When one reads about financial information it seems there is so much stated information, information in which, to most, is quite difficult to grasp and wrap their heads around. Between the used terminology, said concepts and financial topics one reads about when researching or looking into resolving a financial issue, it’s almost fair to say that reading them and comprehending them well enough would require some sort of astute financial background. Yet, this shouldn’t be the case.
This article will attempt to resolve this continual problem of trying to ascertain inescapably hard-to-understand financial information, specifically on such topics as home equity and home equity loans.
What Exactly Is Home Equity?
Home Equity is an exact amount -derived through calculations- of money directly taken and verified from one’s home value. Home equity is calculated by taking the current market value of a homeowner’s home minus the overall remaining mortgage balance figure. So, for instance, if one’s home was appraised at $275,000 (this being the current market value of the home) and one’s principal mortgage balance remaining on the home is $150,000 then one’s home equity portion would be $125,000.
Having equity on one’s home can be a very advantageous possession, especially if the equity is hefty. One way in which equity can be used with benefits in mind is using such built up equity to qualify for a sizable amount of credit at a relatively low interest rate.
Where Do Home Equity Loans Come In?
Typical to prospective home buyers, any residential property is bought through a mortgage. After this, the mortgage is paid off through a series of years, usually from 15-30 years. Once the mortgage is paid in full the property then belongs to the mortgager, or more simply put, the home buyer. During the time in between paying one’s mortgage and finally paying it off, the home buyer builds up accrued equity in his or her home.
The amount of actual equity on a home is what home equity loans borrow against. Keep in mind that since equity cannot be sold, banks and creditors will lend monetary assets against it.
Obtaining Credit Through One’s Equity
Usually, depending on the worth and mortgage payment stance on one’s home, mortgagers will often have a substantial amount of built up equity in their home. This fair amount of equity can be put toward collateral utilization, specifically to obtain sizable amounts of credit for any and all purposes. In essence, taking on a home equity loan is turning one’s equity into cash. Doing this can allow an individual to use such cash toward a plethora of actions which can include various home improvement projects, debt consolidation ventures, college education expenses as well as plenty of other weighty financial motions. Sometimes, home equity loans are known as HELOCs, being referred to as a type of second mortgage. They are simply referred to as such because these types of loans are secured by your property, just as a primary mortgage is.
By: E.S. Cromwell
Posts Tagged ‘Home Equity Loans’
The Run Down on Home Equity and Home Equity Loans
December 26th, 2009Home Equity Loans VS Home Equity Lines Of Credit
December 4th, 2009
Working as a financial consultant, I get hundreds of emails and calls everyday inquiring about many different financial products. I have noticed that home equity loans are a very common source of doubt for my customers. As regards home equity lines of credit… well, let us just say that great many people do not even know of their existence. It is a real pity that these products are not better known because they are incredibly versatile as they can be used for many different purposes. They are also very cheap sources of finance.

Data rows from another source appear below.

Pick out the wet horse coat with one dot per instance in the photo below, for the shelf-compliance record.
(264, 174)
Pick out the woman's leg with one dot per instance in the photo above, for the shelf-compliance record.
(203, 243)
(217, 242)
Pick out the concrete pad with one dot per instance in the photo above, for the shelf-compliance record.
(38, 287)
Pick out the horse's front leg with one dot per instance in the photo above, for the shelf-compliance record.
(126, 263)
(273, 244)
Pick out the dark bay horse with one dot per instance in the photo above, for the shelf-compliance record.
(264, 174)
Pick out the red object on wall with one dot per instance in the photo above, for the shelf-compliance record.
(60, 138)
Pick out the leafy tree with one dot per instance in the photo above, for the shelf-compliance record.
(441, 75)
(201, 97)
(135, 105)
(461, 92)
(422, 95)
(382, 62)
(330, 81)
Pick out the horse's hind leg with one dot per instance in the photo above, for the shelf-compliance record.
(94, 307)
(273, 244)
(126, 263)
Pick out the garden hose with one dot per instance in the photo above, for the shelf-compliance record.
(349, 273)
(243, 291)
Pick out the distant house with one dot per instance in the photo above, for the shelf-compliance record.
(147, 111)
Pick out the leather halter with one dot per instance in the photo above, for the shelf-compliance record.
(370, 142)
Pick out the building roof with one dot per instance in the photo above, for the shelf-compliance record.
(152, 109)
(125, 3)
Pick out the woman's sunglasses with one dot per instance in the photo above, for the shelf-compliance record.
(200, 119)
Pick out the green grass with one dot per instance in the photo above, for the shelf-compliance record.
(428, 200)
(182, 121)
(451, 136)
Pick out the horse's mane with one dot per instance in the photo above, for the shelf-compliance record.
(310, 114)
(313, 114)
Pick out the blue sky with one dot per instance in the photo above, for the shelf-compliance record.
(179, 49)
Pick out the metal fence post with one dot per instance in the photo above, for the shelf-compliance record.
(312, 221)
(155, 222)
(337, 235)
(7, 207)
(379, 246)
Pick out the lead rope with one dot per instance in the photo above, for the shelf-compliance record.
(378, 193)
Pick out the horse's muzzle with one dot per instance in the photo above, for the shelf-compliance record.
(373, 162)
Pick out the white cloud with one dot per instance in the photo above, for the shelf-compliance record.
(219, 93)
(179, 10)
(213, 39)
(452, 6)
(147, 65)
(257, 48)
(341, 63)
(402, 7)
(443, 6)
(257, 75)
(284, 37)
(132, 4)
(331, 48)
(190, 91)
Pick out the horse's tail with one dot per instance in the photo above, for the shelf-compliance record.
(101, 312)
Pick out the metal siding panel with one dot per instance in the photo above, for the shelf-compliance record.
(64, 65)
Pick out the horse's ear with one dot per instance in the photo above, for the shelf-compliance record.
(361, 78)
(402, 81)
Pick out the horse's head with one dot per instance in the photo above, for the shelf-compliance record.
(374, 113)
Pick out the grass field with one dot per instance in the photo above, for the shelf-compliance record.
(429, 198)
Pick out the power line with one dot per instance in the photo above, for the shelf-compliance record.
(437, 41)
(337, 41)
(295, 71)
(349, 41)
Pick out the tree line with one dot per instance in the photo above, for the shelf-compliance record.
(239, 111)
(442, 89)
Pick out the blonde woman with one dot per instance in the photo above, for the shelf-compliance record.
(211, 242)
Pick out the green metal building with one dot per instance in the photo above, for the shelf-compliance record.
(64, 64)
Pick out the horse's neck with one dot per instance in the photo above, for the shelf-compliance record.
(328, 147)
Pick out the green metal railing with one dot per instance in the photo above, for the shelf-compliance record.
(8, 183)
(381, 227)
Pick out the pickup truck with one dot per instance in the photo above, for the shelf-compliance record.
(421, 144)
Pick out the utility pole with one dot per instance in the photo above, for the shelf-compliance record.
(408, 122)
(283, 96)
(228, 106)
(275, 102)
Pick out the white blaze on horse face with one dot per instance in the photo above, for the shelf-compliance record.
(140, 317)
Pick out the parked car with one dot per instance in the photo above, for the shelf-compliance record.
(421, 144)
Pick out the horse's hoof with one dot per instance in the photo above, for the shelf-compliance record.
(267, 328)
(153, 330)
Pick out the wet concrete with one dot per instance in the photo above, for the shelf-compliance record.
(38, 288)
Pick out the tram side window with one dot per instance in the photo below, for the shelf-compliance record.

That is why I decided to write an article on the basic concepts of both of these fantastic financial products.
Home Equity Loan
Home equity loans are usually referred to as second mortgages, because they are secured against the value of the house. The borrower uses the equity on his property as a collateral for the loan. So… what does equity mean? Equity is the different between the property’s market value and the remaining balance of the mortgage and any owed debts related to the property. If you have finished paying the mortgage on your home (or never applied for one), then the equity on your home is 100% of the real value. If you have already paid 40% of the home, then the equity will be worth 40% of the real value of the property.
Loans based on the equity on your home are marvellous. They are granted almost to any home owner and their terms are usually extremely favourable. Not only are the interest rates very low, but they are also deductible!

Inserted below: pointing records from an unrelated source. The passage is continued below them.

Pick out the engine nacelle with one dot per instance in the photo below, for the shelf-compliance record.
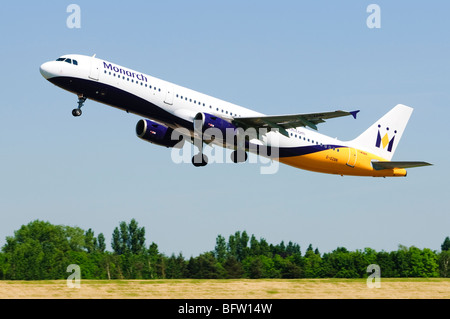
(212, 121)
(157, 134)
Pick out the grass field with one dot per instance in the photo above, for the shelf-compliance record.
(229, 289)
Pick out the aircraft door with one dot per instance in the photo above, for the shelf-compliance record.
(95, 69)
(351, 157)
(169, 95)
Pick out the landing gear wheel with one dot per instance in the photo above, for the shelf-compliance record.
(239, 156)
(199, 160)
(76, 112)
(81, 99)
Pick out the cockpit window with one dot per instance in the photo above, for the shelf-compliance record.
(70, 61)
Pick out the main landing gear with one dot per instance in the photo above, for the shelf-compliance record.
(77, 112)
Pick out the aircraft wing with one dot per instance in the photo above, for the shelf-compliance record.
(390, 165)
(283, 122)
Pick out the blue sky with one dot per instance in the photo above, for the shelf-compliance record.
(278, 57)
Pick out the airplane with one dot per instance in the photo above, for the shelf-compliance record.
(291, 139)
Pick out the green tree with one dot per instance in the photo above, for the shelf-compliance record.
(128, 239)
(39, 250)
(233, 268)
(220, 251)
(444, 263)
(446, 244)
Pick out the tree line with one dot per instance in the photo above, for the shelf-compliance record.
(40, 250)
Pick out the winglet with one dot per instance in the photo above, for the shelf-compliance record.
(353, 113)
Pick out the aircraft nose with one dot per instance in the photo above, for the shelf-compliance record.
(48, 70)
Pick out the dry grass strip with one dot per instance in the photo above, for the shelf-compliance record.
(431, 288)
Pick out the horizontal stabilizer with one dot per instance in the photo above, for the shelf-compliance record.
(391, 165)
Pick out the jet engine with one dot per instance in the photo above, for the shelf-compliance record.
(157, 134)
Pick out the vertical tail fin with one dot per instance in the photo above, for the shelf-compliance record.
(383, 136)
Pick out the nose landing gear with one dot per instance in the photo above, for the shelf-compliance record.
(77, 112)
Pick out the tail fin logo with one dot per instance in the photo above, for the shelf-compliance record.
(385, 141)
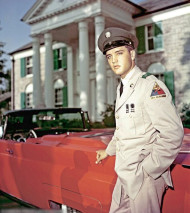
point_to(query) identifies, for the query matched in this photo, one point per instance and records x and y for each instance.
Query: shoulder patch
(157, 91)
(146, 75)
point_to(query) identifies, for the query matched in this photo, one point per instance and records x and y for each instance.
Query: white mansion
(62, 66)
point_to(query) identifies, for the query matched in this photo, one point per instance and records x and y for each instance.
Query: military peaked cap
(113, 37)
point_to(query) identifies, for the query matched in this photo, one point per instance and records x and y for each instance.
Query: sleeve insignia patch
(157, 92)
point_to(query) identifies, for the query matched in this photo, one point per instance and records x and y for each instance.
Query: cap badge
(108, 34)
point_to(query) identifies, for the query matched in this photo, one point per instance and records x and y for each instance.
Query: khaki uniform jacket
(148, 132)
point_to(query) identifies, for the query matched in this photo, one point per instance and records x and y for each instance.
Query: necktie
(121, 88)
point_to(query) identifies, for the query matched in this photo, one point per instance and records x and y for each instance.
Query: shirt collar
(127, 77)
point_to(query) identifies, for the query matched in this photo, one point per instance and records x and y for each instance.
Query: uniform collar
(128, 76)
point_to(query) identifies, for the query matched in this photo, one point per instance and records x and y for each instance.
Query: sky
(15, 33)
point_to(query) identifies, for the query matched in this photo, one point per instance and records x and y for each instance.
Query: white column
(93, 100)
(70, 76)
(48, 86)
(37, 90)
(101, 88)
(84, 65)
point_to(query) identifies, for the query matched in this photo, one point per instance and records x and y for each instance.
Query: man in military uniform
(148, 132)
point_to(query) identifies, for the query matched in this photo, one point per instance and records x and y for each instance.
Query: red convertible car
(47, 160)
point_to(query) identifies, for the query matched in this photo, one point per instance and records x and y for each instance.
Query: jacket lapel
(128, 89)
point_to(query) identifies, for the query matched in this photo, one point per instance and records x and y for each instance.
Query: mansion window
(26, 66)
(61, 99)
(60, 59)
(26, 97)
(150, 38)
(29, 100)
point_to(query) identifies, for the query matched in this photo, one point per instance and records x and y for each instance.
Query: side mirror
(1, 131)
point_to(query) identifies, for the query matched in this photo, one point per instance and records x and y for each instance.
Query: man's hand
(101, 154)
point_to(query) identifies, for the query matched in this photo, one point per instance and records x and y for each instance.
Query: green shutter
(158, 38)
(65, 97)
(169, 81)
(64, 58)
(22, 67)
(22, 100)
(55, 59)
(140, 33)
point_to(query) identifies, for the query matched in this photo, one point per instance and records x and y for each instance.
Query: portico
(77, 24)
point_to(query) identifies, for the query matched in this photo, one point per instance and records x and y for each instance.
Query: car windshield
(46, 121)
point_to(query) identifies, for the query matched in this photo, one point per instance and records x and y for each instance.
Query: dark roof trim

What use can the borrower give to the money? Well, that is the beauty of this type of loan. You can do anything, the world is your oyster! Whether you need to remodel your house, add rooms to it, go away on a long vacation, purchase a used or new car, or even acquire a second property, home equity loans can help you in so doing. There is no limit to what you can do, only your imagination.
Repayment plans range from 5 to 20 years, and as you might have noticed, they are somewhat shorter than the repayment plans on mortgage loans.

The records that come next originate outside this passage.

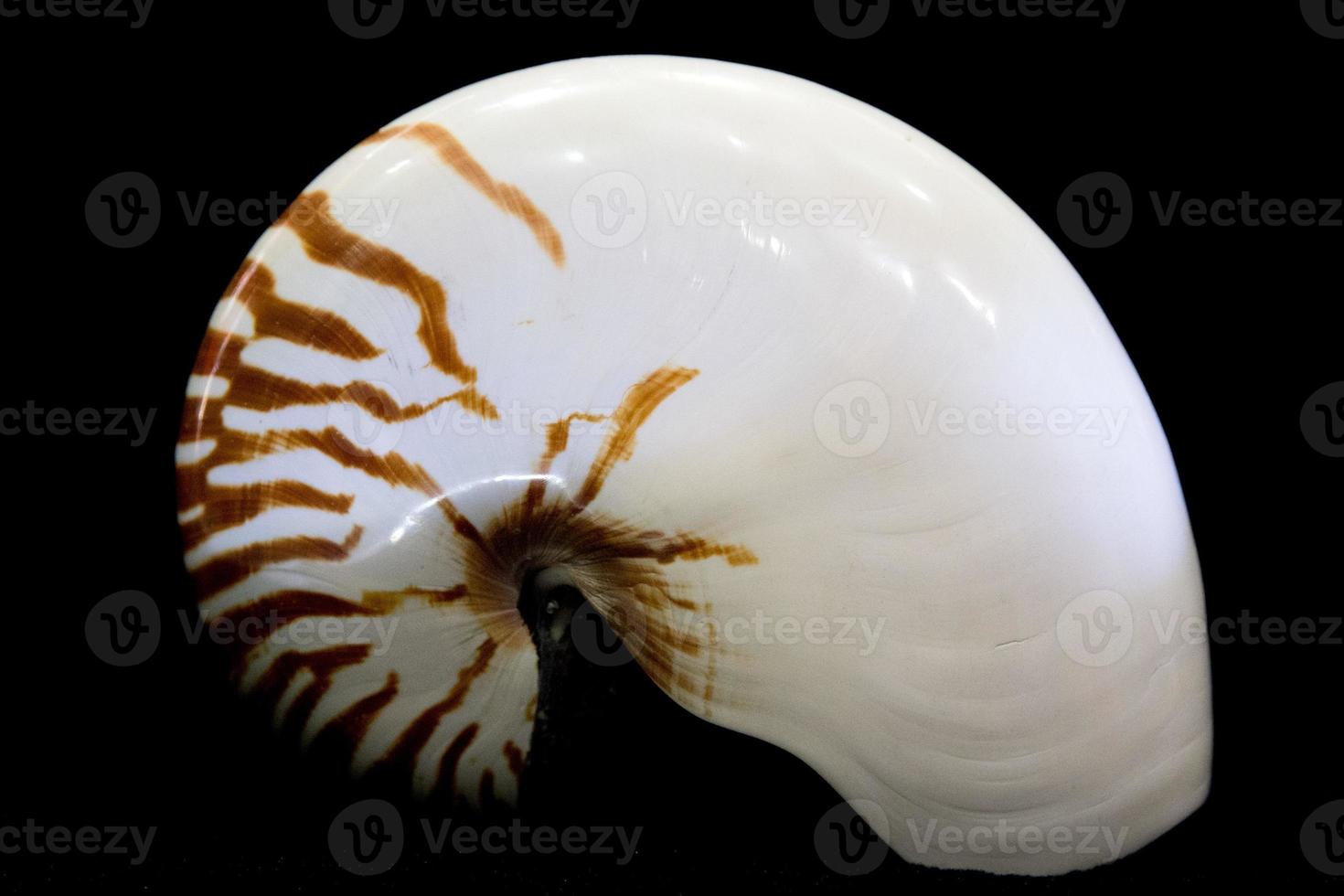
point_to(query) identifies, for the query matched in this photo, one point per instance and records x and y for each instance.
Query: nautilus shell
(503, 337)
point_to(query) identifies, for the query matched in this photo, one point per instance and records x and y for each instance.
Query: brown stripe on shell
(514, 756)
(448, 764)
(506, 197)
(234, 566)
(328, 242)
(557, 440)
(257, 389)
(345, 732)
(230, 506)
(323, 664)
(635, 409)
(254, 286)
(403, 753)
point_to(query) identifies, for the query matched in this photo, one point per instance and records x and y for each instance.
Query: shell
(443, 371)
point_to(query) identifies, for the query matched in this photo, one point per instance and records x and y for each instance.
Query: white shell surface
(909, 511)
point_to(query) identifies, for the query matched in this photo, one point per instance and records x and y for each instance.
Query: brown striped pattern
(418, 696)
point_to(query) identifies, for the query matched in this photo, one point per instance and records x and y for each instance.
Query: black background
(1232, 329)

Home Equity Lines Of Credit
This credit is also know as an open-end home equity loan. It is also a loan based on the equity on your home, but it has one major difference: you decide how much and how often to withdraw funds. The lender sets a limit on how much can be withdrawn, but once this amount is repaid, the borrower can take out funds again, and so on.
Lines of credit based on equity are perfect for you if your monthly income is variable (as often happens with self-employed people). There is a minimum monthly payment which consists of the interest rate if you have not withdrawn any funds.
If what you are looking for is flexibility, then a line of credit will be just perfect for you. No fixed monthly payments, instant availability of funds at your best convenience, among other advantages.
Now you are fully aware of what these two equity based credit products have to offer, it is up to you to choose the one which best meets your requirements.